A lot of the climbing in 1970s Montana was never reported in alpine climbing journals, he said. “We looked at ourselves as living in a kind of utopia. We kept climbing under wraps a little so it wouldn’t become popular,” as was happening in Yosemite, Colorado and Alaska.
Growing up in a working-class town dominated by an aluminum plant and sawmills, Kennedy had known Jerry Kanzler, his older brother Jim and dad, Hal Kanzler, through Boy Scouts. He idolized them.
The dad was a World War II veteran, who fought as a Marine captain in Okinawa, and was very driven, Kennedy recalled. He’d wanted to live life to the fullest for all the other World War II soldiers who never made it home. He challenged himself and his sons to climbing mountains, starting at ages 12 and 15.
“I thought climbers were like astronauts in the hierarchy of adventurers,” Kennedy said. Once he and his brother had climbed up the easy side of Glacier’s Mount Siyeh, creeped to the edge and looked over into the deep vertical void below.
“It was like looking into another galaxy, another time,” Kennedy said. “I told him, ‘I’m gonna climb that face someday.’”
By the time he was 21, Kennedy, an MSU student himself, had been climbing for several years. He attempted a big wall climb in the Beartooths. It nearly killed him.
He remembers falling — cartwheeling down 25 feet, hitting a narrow ledge, bouncing off and falling another 30 feet, until the rope held by his partner, Brian Leo, stopped him. Amazingly, Leo was strong enough to hang on and keep them both from being pulled to their deaths.
Kennedy said he was just thinking he wasn’t dead when big rocks started tumbling toward him. He dodged one but got hit by another. It cut a gash on the back of his head that left him bloody and exposed a bit of skull, yet he was still alive. Full of adrenalin, he clambered up the rope, over his partner and onto the ledge.

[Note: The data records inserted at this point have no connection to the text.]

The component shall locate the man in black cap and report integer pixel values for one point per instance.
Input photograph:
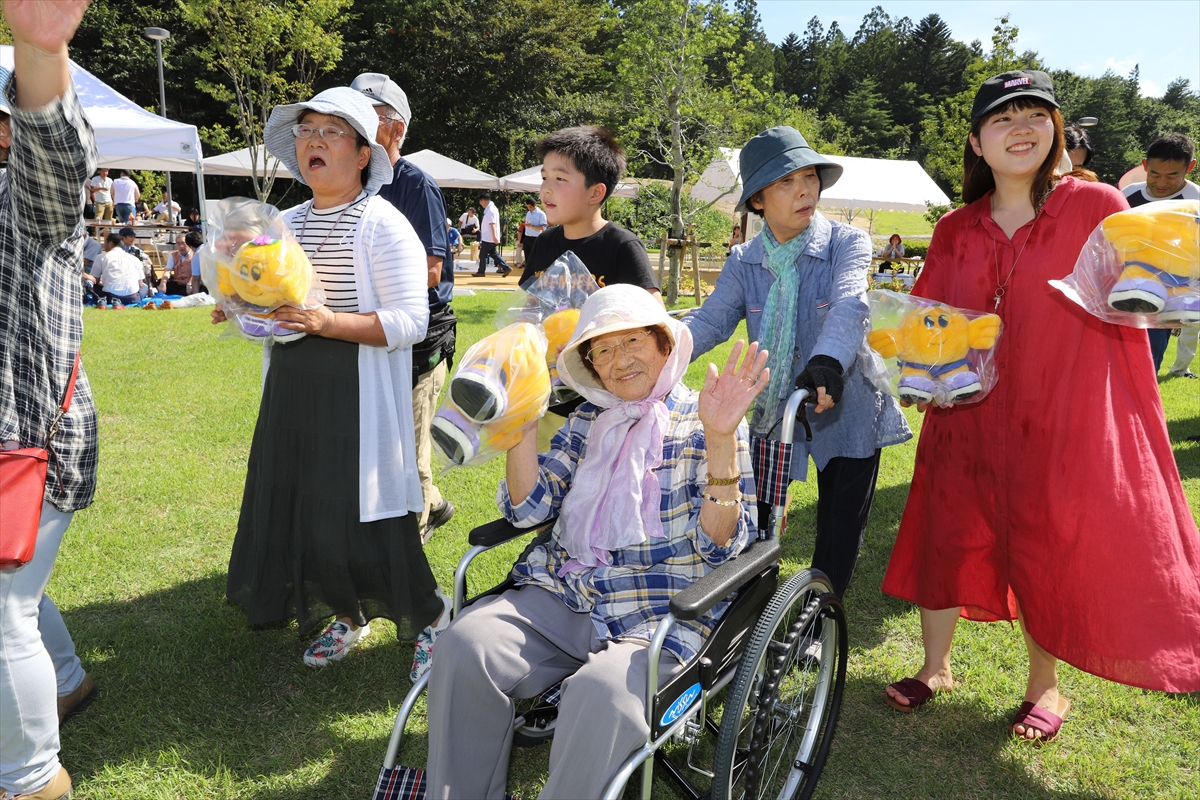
(417, 196)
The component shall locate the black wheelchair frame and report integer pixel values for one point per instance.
(778, 654)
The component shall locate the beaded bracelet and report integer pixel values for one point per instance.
(723, 481)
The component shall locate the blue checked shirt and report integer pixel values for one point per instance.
(628, 599)
(41, 296)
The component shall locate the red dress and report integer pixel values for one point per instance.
(1060, 488)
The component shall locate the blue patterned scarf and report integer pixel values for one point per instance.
(778, 332)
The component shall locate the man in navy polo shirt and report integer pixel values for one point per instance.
(414, 193)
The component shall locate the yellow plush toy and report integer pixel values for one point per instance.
(501, 385)
(931, 344)
(267, 272)
(1159, 247)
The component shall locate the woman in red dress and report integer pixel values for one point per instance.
(1056, 500)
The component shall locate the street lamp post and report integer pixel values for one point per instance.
(159, 35)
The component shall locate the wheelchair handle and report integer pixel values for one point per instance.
(793, 411)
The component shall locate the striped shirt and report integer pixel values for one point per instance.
(328, 238)
(41, 300)
(629, 597)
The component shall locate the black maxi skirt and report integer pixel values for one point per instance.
(300, 551)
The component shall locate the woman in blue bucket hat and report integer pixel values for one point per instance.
(801, 286)
(328, 525)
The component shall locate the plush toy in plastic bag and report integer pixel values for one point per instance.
(1141, 268)
(253, 265)
(553, 302)
(933, 353)
(499, 386)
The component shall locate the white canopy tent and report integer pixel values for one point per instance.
(127, 136)
(449, 173)
(529, 180)
(867, 184)
(238, 163)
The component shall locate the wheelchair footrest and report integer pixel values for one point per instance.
(553, 695)
(403, 783)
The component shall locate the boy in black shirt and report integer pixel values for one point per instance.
(580, 168)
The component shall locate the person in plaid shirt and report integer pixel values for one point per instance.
(653, 487)
(52, 154)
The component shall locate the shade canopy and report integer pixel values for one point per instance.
(127, 136)
(239, 163)
(448, 173)
(868, 184)
(529, 180)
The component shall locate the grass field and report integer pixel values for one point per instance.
(195, 704)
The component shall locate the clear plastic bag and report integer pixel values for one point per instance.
(1141, 268)
(498, 388)
(252, 265)
(925, 352)
(553, 302)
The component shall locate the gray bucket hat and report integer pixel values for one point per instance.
(777, 152)
(5, 77)
(341, 101)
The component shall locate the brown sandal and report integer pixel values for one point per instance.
(915, 691)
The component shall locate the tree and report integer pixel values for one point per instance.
(487, 78)
(269, 52)
(678, 115)
(945, 131)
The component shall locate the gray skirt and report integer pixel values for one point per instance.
(300, 551)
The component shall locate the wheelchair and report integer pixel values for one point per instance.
(762, 693)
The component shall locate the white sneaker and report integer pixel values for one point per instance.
(423, 654)
(334, 643)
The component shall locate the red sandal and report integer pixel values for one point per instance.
(1045, 722)
(912, 690)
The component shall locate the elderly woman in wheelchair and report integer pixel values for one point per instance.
(629, 601)
(647, 487)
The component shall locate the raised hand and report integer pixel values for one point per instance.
(41, 30)
(726, 396)
(45, 24)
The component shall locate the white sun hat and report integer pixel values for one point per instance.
(341, 101)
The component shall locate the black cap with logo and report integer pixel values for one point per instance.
(1006, 86)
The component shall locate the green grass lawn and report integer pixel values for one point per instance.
(196, 704)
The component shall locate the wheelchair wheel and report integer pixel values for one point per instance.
(781, 709)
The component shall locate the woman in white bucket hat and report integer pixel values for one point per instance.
(328, 523)
(653, 488)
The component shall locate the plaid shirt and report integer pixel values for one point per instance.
(629, 597)
(41, 298)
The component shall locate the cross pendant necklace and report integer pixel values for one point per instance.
(1002, 286)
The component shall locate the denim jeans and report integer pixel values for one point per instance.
(37, 663)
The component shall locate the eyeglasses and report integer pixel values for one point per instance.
(328, 133)
(633, 343)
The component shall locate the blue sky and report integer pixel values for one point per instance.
(1086, 37)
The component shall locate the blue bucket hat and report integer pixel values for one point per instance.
(777, 152)
(341, 101)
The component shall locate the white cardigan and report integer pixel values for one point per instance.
(390, 276)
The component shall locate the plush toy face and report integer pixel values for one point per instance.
(268, 272)
(1167, 238)
(934, 335)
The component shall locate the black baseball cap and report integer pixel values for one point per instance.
(1003, 88)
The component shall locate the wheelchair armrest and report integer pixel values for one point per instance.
(721, 582)
(499, 531)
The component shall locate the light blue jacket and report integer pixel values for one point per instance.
(832, 319)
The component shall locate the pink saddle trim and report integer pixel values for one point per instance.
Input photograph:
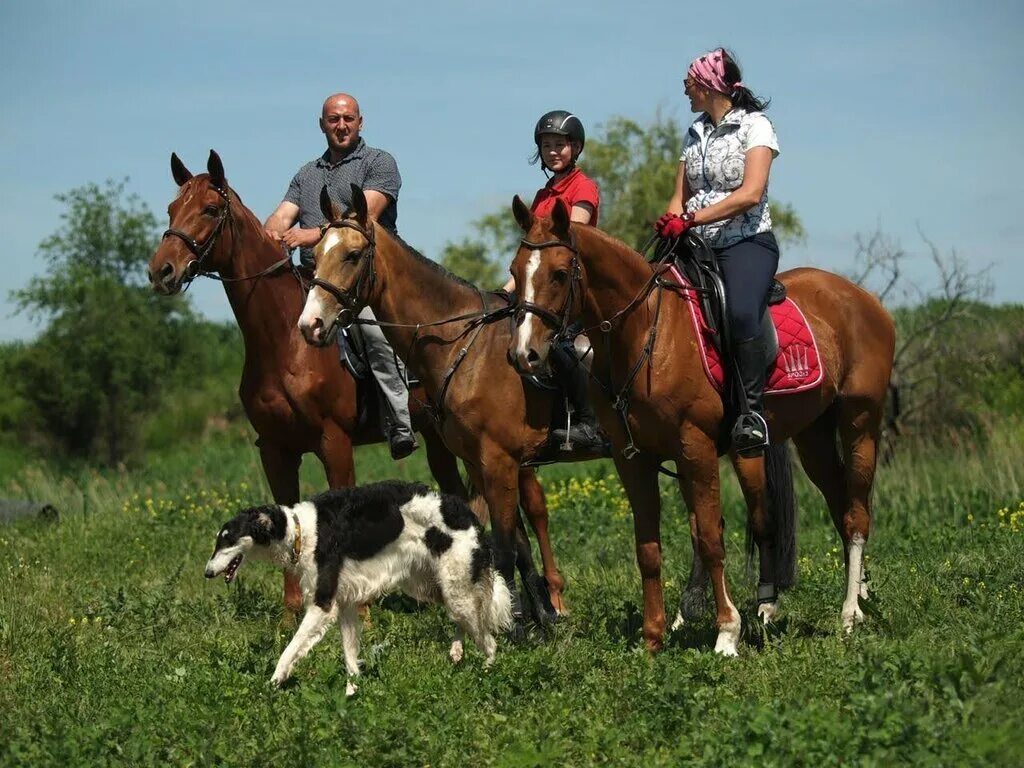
(798, 366)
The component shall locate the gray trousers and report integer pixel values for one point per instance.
(389, 373)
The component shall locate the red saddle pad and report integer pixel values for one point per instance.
(798, 366)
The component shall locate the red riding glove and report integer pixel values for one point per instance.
(671, 226)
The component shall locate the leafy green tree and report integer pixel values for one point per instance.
(635, 167)
(109, 342)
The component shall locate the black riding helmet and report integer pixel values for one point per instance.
(561, 123)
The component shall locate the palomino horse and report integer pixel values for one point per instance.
(670, 412)
(488, 416)
(299, 398)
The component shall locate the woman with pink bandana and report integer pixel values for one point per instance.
(722, 193)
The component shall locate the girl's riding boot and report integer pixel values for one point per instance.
(584, 432)
(750, 434)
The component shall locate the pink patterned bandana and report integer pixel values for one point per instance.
(709, 71)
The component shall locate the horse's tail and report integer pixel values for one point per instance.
(781, 515)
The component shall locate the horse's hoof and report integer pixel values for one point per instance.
(851, 617)
(539, 601)
(693, 603)
(767, 612)
(517, 632)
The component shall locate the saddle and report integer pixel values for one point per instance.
(700, 269)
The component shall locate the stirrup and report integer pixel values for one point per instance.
(750, 434)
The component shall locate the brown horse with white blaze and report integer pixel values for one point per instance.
(455, 338)
(298, 398)
(669, 411)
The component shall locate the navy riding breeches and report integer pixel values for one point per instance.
(748, 268)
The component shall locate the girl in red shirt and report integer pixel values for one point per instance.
(559, 137)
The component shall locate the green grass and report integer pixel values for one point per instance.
(115, 650)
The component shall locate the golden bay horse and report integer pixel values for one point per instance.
(298, 398)
(669, 411)
(489, 416)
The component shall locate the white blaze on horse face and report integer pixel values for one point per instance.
(331, 240)
(525, 331)
(312, 310)
(854, 574)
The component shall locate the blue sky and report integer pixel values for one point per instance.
(903, 116)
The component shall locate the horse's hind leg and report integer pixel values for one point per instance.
(443, 465)
(859, 423)
(282, 469)
(336, 456)
(535, 505)
(640, 483)
(830, 473)
(540, 606)
(693, 601)
(700, 489)
(751, 473)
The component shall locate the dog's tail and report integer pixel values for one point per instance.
(498, 610)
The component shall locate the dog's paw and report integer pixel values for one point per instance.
(456, 651)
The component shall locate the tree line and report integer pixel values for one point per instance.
(113, 356)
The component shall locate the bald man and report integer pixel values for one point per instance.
(297, 223)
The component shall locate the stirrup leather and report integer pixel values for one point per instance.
(750, 433)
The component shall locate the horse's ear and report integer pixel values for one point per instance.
(178, 170)
(359, 205)
(216, 170)
(328, 207)
(522, 214)
(560, 219)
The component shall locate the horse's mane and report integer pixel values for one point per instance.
(621, 248)
(241, 211)
(430, 263)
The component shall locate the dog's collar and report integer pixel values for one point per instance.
(297, 541)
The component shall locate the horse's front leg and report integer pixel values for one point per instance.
(699, 485)
(640, 481)
(536, 508)
(282, 469)
(499, 478)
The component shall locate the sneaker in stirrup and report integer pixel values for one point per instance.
(750, 434)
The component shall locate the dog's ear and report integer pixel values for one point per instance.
(264, 522)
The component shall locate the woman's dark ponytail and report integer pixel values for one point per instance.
(741, 95)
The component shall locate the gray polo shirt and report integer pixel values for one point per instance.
(366, 167)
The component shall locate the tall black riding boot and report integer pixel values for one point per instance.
(750, 434)
(583, 433)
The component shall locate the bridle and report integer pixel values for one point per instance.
(202, 251)
(619, 396)
(559, 320)
(350, 299)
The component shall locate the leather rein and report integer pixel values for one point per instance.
(352, 299)
(202, 251)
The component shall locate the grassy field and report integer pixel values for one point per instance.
(115, 650)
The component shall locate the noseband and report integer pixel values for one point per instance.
(349, 298)
(559, 320)
(201, 252)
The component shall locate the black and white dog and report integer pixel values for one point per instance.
(349, 546)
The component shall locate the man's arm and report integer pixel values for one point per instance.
(376, 203)
(282, 220)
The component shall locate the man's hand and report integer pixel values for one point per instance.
(298, 238)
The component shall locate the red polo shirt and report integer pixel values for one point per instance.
(571, 189)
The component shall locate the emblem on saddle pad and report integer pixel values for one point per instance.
(796, 363)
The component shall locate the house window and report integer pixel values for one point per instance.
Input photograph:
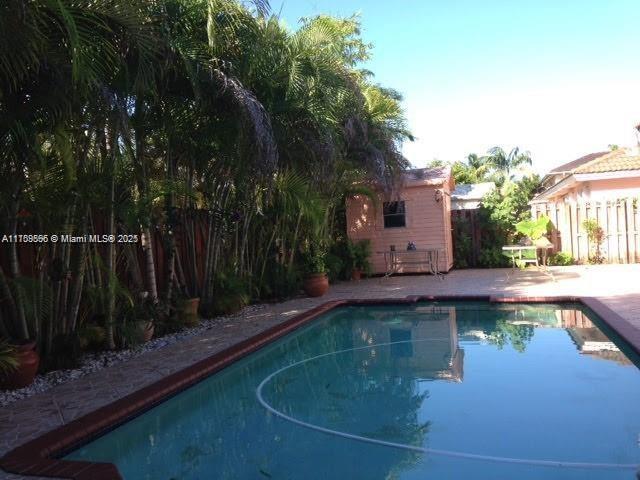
(394, 214)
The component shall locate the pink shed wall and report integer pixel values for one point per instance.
(428, 225)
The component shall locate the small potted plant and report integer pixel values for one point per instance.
(19, 363)
(360, 253)
(316, 282)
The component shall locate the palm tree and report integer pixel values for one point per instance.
(504, 164)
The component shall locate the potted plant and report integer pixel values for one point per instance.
(316, 282)
(360, 253)
(19, 363)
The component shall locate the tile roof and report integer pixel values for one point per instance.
(472, 191)
(569, 167)
(614, 161)
(427, 176)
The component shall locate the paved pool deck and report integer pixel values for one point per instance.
(616, 286)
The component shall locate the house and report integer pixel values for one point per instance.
(604, 186)
(418, 211)
(468, 196)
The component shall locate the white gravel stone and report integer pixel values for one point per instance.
(95, 361)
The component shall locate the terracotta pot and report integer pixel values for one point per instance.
(316, 285)
(146, 329)
(189, 312)
(28, 362)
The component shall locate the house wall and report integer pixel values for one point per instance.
(428, 225)
(599, 190)
(613, 203)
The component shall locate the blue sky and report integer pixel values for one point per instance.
(558, 78)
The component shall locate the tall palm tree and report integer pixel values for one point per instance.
(504, 164)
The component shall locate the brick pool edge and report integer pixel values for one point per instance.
(37, 457)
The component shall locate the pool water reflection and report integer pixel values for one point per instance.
(530, 382)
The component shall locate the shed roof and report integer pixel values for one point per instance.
(427, 176)
(472, 191)
(614, 161)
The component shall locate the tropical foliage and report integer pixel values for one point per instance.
(209, 143)
(501, 210)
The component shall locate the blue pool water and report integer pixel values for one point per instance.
(431, 390)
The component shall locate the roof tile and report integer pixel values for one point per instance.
(615, 161)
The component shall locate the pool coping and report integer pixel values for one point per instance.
(37, 456)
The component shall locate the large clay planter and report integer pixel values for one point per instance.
(28, 362)
(189, 312)
(316, 285)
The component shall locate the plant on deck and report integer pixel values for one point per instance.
(595, 234)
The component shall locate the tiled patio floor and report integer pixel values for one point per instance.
(618, 286)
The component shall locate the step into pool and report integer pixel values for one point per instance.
(427, 390)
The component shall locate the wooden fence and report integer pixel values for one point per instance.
(619, 219)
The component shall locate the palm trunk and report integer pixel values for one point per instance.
(78, 278)
(150, 266)
(6, 297)
(111, 258)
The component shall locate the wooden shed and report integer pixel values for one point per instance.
(419, 211)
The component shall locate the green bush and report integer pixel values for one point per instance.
(279, 282)
(561, 259)
(231, 294)
(335, 267)
(493, 258)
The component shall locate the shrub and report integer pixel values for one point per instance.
(335, 267)
(596, 238)
(493, 258)
(231, 294)
(561, 259)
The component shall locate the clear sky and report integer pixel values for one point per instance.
(560, 78)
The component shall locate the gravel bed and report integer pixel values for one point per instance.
(92, 362)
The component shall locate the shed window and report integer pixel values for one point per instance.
(394, 214)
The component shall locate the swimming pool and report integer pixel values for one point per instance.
(427, 390)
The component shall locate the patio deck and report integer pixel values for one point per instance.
(617, 286)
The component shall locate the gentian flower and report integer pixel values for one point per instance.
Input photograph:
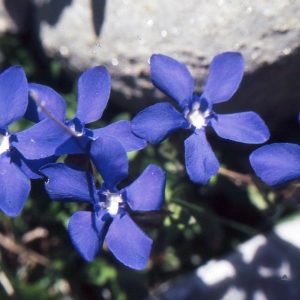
(109, 219)
(54, 135)
(277, 164)
(15, 185)
(159, 121)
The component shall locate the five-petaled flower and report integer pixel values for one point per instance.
(159, 121)
(58, 136)
(15, 185)
(277, 164)
(109, 218)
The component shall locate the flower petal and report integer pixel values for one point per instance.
(172, 78)
(129, 244)
(110, 159)
(69, 183)
(13, 95)
(87, 232)
(122, 132)
(201, 162)
(40, 140)
(245, 127)
(50, 100)
(14, 187)
(225, 74)
(31, 167)
(147, 192)
(93, 94)
(157, 122)
(277, 164)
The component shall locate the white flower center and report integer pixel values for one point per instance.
(4, 143)
(112, 203)
(73, 128)
(196, 116)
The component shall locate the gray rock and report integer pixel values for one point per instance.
(263, 268)
(265, 32)
(14, 16)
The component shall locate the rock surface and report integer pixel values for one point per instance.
(263, 268)
(122, 34)
(265, 32)
(14, 16)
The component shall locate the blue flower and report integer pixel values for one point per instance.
(54, 135)
(277, 164)
(159, 121)
(109, 218)
(15, 185)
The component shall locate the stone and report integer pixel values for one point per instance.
(14, 16)
(265, 267)
(123, 34)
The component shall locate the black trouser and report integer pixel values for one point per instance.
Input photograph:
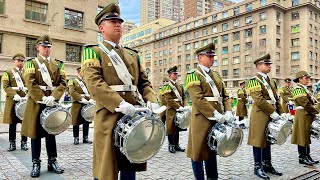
(50, 145)
(13, 132)
(262, 154)
(85, 129)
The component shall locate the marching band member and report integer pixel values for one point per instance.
(209, 102)
(80, 97)
(175, 99)
(266, 106)
(46, 81)
(241, 104)
(114, 76)
(285, 94)
(305, 115)
(14, 86)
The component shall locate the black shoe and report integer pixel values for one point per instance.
(305, 160)
(268, 168)
(54, 167)
(258, 171)
(171, 148)
(24, 146)
(76, 141)
(12, 146)
(178, 148)
(86, 140)
(35, 172)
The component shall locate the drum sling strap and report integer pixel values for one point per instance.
(213, 87)
(122, 71)
(83, 87)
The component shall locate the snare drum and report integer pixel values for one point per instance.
(20, 107)
(278, 131)
(139, 137)
(87, 112)
(55, 119)
(224, 139)
(182, 119)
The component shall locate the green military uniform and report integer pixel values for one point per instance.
(99, 75)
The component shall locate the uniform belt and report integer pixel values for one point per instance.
(123, 87)
(299, 107)
(214, 99)
(19, 89)
(47, 88)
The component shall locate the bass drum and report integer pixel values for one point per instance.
(225, 139)
(55, 119)
(278, 131)
(139, 137)
(87, 112)
(19, 108)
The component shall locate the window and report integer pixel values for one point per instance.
(263, 16)
(35, 11)
(248, 45)
(236, 35)
(225, 61)
(295, 42)
(236, 23)
(225, 50)
(295, 55)
(31, 50)
(248, 32)
(295, 28)
(263, 29)
(236, 60)
(248, 7)
(248, 20)
(248, 58)
(224, 26)
(73, 19)
(236, 48)
(225, 38)
(295, 15)
(263, 42)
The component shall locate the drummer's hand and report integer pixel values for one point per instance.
(127, 108)
(275, 115)
(16, 97)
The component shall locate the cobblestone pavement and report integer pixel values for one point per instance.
(77, 161)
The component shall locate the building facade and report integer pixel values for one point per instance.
(69, 23)
(288, 30)
(151, 10)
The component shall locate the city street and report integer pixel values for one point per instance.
(77, 160)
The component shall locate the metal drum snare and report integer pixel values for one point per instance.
(55, 119)
(182, 118)
(225, 139)
(278, 131)
(87, 112)
(139, 137)
(20, 107)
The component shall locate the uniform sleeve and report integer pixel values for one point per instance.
(72, 91)
(301, 99)
(192, 83)
(98, 88)
(34, 90)
(255, 90)
(7, 85)
(59, 91)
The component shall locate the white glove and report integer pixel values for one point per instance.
(49, 101)
(84, 101)
(275, 115)
(229, 116)
(16, 97)
(218, 116)
(126, 108)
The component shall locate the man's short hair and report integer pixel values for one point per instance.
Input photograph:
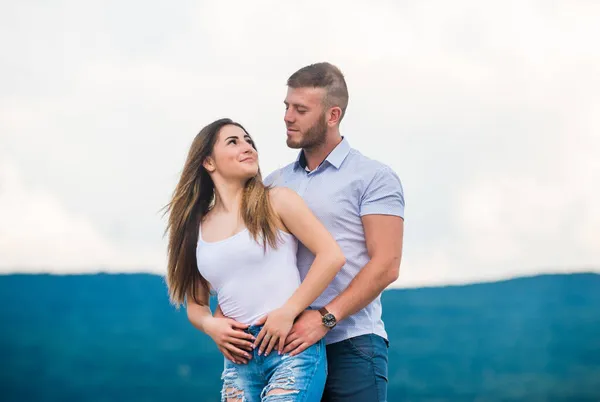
(326, 76)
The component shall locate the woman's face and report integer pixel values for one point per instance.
(234, 156)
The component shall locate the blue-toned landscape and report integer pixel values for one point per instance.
(116, 338)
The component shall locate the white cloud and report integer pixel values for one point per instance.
(37, 234)
(487, 112)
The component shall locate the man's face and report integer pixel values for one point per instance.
(305, 117)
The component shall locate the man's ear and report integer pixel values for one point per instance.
(209, 164)
(334, 116)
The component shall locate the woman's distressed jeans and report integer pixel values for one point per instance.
(276, 378)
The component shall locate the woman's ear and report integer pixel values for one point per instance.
(209, 164)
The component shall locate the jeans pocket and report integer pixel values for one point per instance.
(363, 346)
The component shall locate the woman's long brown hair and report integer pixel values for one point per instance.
(192, 199)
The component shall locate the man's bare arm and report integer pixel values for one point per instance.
(384, 237)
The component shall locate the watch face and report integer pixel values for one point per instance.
(329, 320)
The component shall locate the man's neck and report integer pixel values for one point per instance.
(315, 156)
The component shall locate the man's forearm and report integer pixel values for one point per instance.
(364, 288)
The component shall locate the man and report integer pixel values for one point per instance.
(361, 202)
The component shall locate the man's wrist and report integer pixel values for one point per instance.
(328, 319)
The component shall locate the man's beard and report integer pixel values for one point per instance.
(314, 136)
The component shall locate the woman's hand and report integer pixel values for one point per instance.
(277, 325)
(230, 338)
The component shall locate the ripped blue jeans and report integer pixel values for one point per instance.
(276, 378)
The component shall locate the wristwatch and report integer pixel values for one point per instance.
(327, 318)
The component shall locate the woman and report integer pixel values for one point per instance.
(229, 232)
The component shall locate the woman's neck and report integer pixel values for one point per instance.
(228, 197)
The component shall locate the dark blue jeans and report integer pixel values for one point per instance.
(357, 370)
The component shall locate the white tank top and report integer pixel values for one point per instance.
(249, 282)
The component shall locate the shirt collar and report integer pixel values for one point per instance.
(335, 157)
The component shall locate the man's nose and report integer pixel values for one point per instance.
(289, 116)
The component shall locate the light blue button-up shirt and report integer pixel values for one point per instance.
(345, 187)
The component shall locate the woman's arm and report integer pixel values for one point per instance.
(329, 259)
(228, 334)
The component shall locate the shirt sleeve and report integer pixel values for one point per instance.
(271, 179)
(384, 195)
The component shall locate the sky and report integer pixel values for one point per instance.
(489, 112)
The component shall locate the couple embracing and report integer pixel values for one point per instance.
(297, 261)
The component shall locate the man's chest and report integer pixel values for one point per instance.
(335, 201)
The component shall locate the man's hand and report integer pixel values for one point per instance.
(307, 330)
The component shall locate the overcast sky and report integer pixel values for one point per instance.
(488, 111)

“We sat there and laughed and laughed and laughed,” Kennedy said. They got out the first aid kit and wrapped up his head. “We ended up at the Haufbrau.”
A year later, Kennedy was 22, the same age as the oldest of the Mount Cleveland Five. He had always wanted to be among the first to climb the north face and to do it by the time he was 22, to prove that the lost climbers hadn’t been too young to make the attempt.
Kennedy and Steve Jackson, a Bozeman High graduate, planned to go. Three days before they set off, Jim Kanzler, Jerry’s older brother, joined them. It was a beautiful fall day in September 1976.
“We almost got the whole face in one day,” Kennedy recalled. They bivouacked overnight on a narrow ledge. The next day all three reached the summit.
“Jim carried the day when we got into the nitty gritty,” he said. “He was the driving force.
“It was just fabulous,” Kennedy said. “It felt like winning a gold medal in the Olympics.”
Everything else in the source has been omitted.